Sonia was born with incredible energy and focus and clarity: she can hold 10 worlds in her head, yet there’s still something childlike about her. She could have stylists and houses all over the world, but she likes to keep things simple. She just loves the work, and that’s kept us both safe.
We had a mum who had a lot of ill health — she did what she could, but it was never going to be enough. You don’t feel the chaos and lack of structure as a child, it’s only later in life, when you see how other people live, that you realise what you didn’t have. It’s driven us to make our world secure. You learnt to put an arm around yourself to make sure you’re OK because you never knew what was going to happen next.
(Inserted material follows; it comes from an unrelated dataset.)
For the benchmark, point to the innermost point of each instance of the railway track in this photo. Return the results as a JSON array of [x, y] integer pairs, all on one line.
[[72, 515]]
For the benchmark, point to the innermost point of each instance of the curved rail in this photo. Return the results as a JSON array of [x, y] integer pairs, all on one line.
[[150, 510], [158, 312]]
I held on tight to Sonia, particularly. I was five when she was born and she saved me. Our brother and sister had been sent to boarding school and Mum was largely absent, but I had this beautiful little thing who I loved to the point of distraction. Sonia was everything to me and I wanted everything for her. It made me feel great that I had someone tremendous to look after. We gave each other an enormous amount of love. I don’t mean in the flabby sense — I think love is doing, love is being there, and she and I will always be there for each other.
I was diagnosed with primary breast cancer for the second time five years ago. It was a deeply distressing time and it’s had a massive impact. Sonia was tremendous: she went into full-on organisational mode; she made sure I was financially OK. She paid the school fees for my son when I couldn’t, and came with us to New York for treatment. Then my family moved into her house. She gave us her heart and her home.
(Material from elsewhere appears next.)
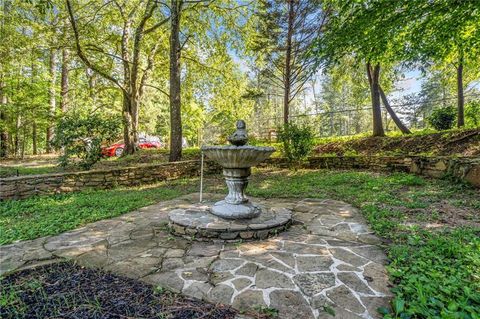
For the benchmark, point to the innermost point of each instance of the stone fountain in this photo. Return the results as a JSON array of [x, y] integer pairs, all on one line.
[[234, 217], [237, 161]]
The whole family has ended up with much younger partners: our mother was with someone 17 years younger than herself. There’s a 20-year gap between my brother and his partner. My husband [the actor Adrian Der Gregorian] is 20 years younger than me. Sonia’s partner [the writer Joe Murphy] is 25 years younger than her. There’s something about successful women that men our age find very difficult; younger men love our success and celebrate it — I’ve spent the past 14 years with someone who only wishes me well.
We both hate the fact it’s constantly brought up. I find it revolting when people call them toy boys. I’ve often been called my husband’s mother, I’ve been called his grandmother. And to begin with it made me want to leave him. Then I thought: “Why let other people define my joy?”
I have two children with special needs. Toby is profoundly affected; Alfie has Asperger’s. Both were badly bullied at school, and when I was having radiotherapy I realised I had to spend more time with them. I stopped work and designed bespoke educations for them. I’ve spent every penny I’ve earned doing things that were never done with us.
Sonia is a wonderful parent to a thousand people. Everyone wants to be in a Sonia Friedman production because you’re thought about, you’re listened to. She parents all of us.
Neither of us takes holidays. What’s the point? We feel we’re on holiday if we find a little cafe and have a gorgeous coffee — that’ll do for us. We’ve learnt to live in the cracks of our busy lives as women always have. And you know what? We’re really, really good at finding joy.